The Troy, New York, startup, which spun off of research at Rensselaer Polytechnic Institute, has been working since 2008 to get its batteries to full-scale production.

“The product is in development and ready to go on the market,” said Shreefal Mehta, president and CEO of Paper Battery. “We’ve identified multiple customers in three or four vertical markets who are paying customers right now. We’re getting ready for first volume customer orders.”

ultracapacitor-circle

Paper Battery develops ultrathin supercapacitor technology to improve batteries in cloud computing, medical technology and personal devices. Supercapacitors let companies use smaller batteries without compromising energy or performance. The paper-thin device helps lithium batteries last longer and charge quicker.

The technology was developed while Mehta was a professor at RPI after he was approached by scientists Dr. Om Nalamusu, Bob Linhart and Pulickel Ajayan to develop a paper-thin battery.

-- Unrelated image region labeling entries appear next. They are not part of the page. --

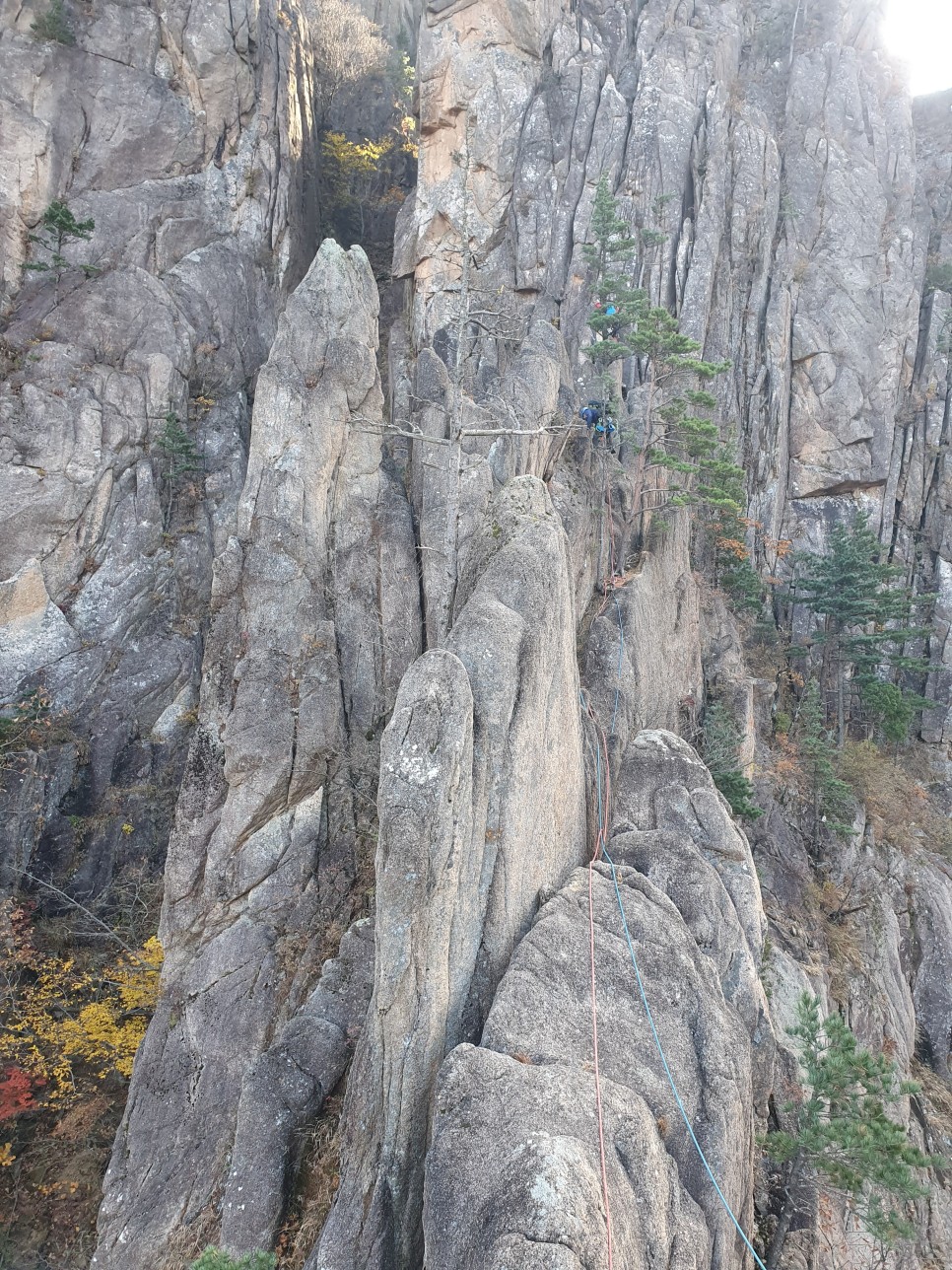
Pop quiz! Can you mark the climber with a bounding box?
[591,414,618,454]
[578,401,602,428]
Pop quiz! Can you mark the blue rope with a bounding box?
[582,574,767,1270]
[602,847,767,1270]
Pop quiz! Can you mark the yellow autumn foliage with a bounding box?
[0,909,163,1108]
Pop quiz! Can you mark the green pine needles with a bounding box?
[23,199,99,282]
[766,993,942,1270]
[705,701,763,820]
[792,516,931,746]
[792,679,855,842]
[30,0,76,44]
[581,176,763,609]
[191,1247,278,1270]
[154,405,204,529]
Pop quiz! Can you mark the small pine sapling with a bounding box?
[30,0,76,45]
[766,993,942,1270]
[155,405,204,528]
[24,199,99,282]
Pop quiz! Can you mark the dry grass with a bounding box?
[803,879,865,1001]
[839,741,952,856]
[156,1205,219,1270]
[912,1058,952,1139]
[278,1088,344,1270]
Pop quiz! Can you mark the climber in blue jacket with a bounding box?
[578,401,602,428]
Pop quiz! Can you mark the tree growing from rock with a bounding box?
[793,516,930,746]
[155,406,204,528]
[704,701,763,820]
[581,176,761,607]
[30,0,76,44]
[766,993,940,1270]
[792,679,855,842]
[23,198,99,282]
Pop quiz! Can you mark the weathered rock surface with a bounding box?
[314,476,586,1270]
[0,0,952,1270]
[425,732,772,1267]
[221,918,374,1252]
[0,0,316,919]
[97,240,415,1270]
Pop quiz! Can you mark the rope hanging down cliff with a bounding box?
[580,464,767,1270]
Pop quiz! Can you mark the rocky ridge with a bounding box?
[0,0,952,1270]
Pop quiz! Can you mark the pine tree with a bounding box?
[766,993,939,1270]
[793,516,930,746]
[793,679,855,839]
[705,701,763,820]
[30,0,76,44]
[582,176,761,581]
[23,199,99,282]
[155,406,203,526]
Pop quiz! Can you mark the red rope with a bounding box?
[585,697,614,1270]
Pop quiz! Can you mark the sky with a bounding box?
[883,0,952,97]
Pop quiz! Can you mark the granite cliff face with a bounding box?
[0,0,952,1270]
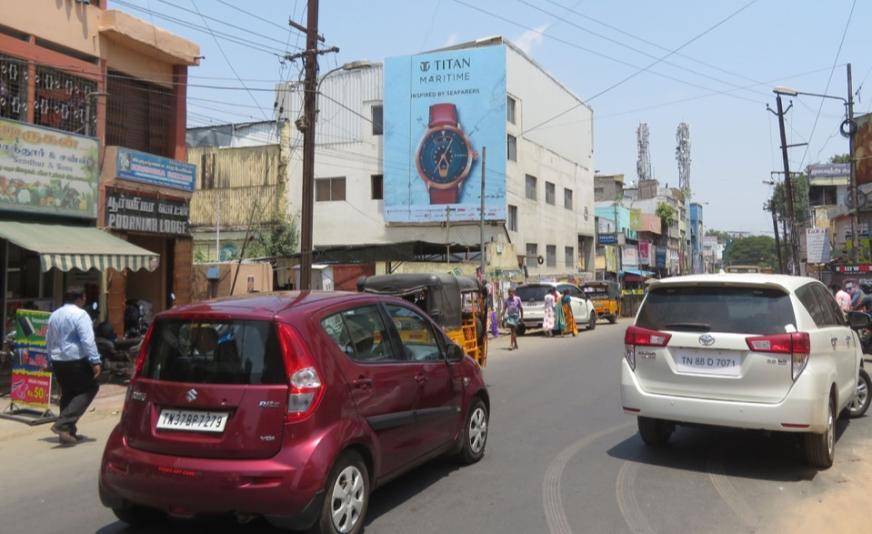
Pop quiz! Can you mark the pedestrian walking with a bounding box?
[45,291,101,445]
[542,287,557,337]
[830,284,851,313]
[503,289,524,350]
[560,293,578,337]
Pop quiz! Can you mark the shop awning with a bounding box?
[0,221,160,272]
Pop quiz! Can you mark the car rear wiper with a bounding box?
[663,323,712,332]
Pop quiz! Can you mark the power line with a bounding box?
[516,0,758,133]
[799,0,857,169]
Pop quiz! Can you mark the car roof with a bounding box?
[160,291,374,319]
[648,273,818,292]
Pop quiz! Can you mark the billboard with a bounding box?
[384,45,506,223]
[0,119,100,219]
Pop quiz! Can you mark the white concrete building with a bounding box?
[278,37,595,277]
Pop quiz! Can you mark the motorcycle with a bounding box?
[847,315,872,418]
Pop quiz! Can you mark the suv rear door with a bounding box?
[123,317,288,458]
[635,284,796,404]
[321,302,423,474]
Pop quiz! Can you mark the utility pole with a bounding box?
[775,94,800,274]
[285,0,339,290]
[479,146,487,279]
[842,63,860,263]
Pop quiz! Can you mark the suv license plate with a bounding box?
[157,409,229,432]
[675,351,742,376]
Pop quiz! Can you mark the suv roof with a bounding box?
[649,273,817,292]
[160,291,372,319]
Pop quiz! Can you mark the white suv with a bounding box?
[515,282,596,335]
[621,274,869,468]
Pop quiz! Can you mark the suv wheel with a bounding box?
[458,397,488,465]
[636,416,675,447]
[318,451,370,534]
[803,395,836,469]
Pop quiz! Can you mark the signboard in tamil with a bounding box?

The company began selling a $400 fast charge developers kit last year so potential customers could test Paper Battery’s product line. Mehta said Paper Battery is starting a fundraising round to finance that last leg needed to get to full-volume production and increase sales. After that round, he expects the company to be cash positive.

The first product on the market is used in the cloud computing and industrial and medical application industries. The second product, which was the inspiration for the company, is used in mobile, wearable and the Internet of Things devices.

The company has raised more than $7.5 million in previous funding rounds in private investment, including from angel groups in upstate New York like the Eastern New York Angels and the Seed Capital Fund of Central New York. Other investors include Caerus Ventures in West Palm Beach, Florida, and TYLT Lab in Santa Monica, California.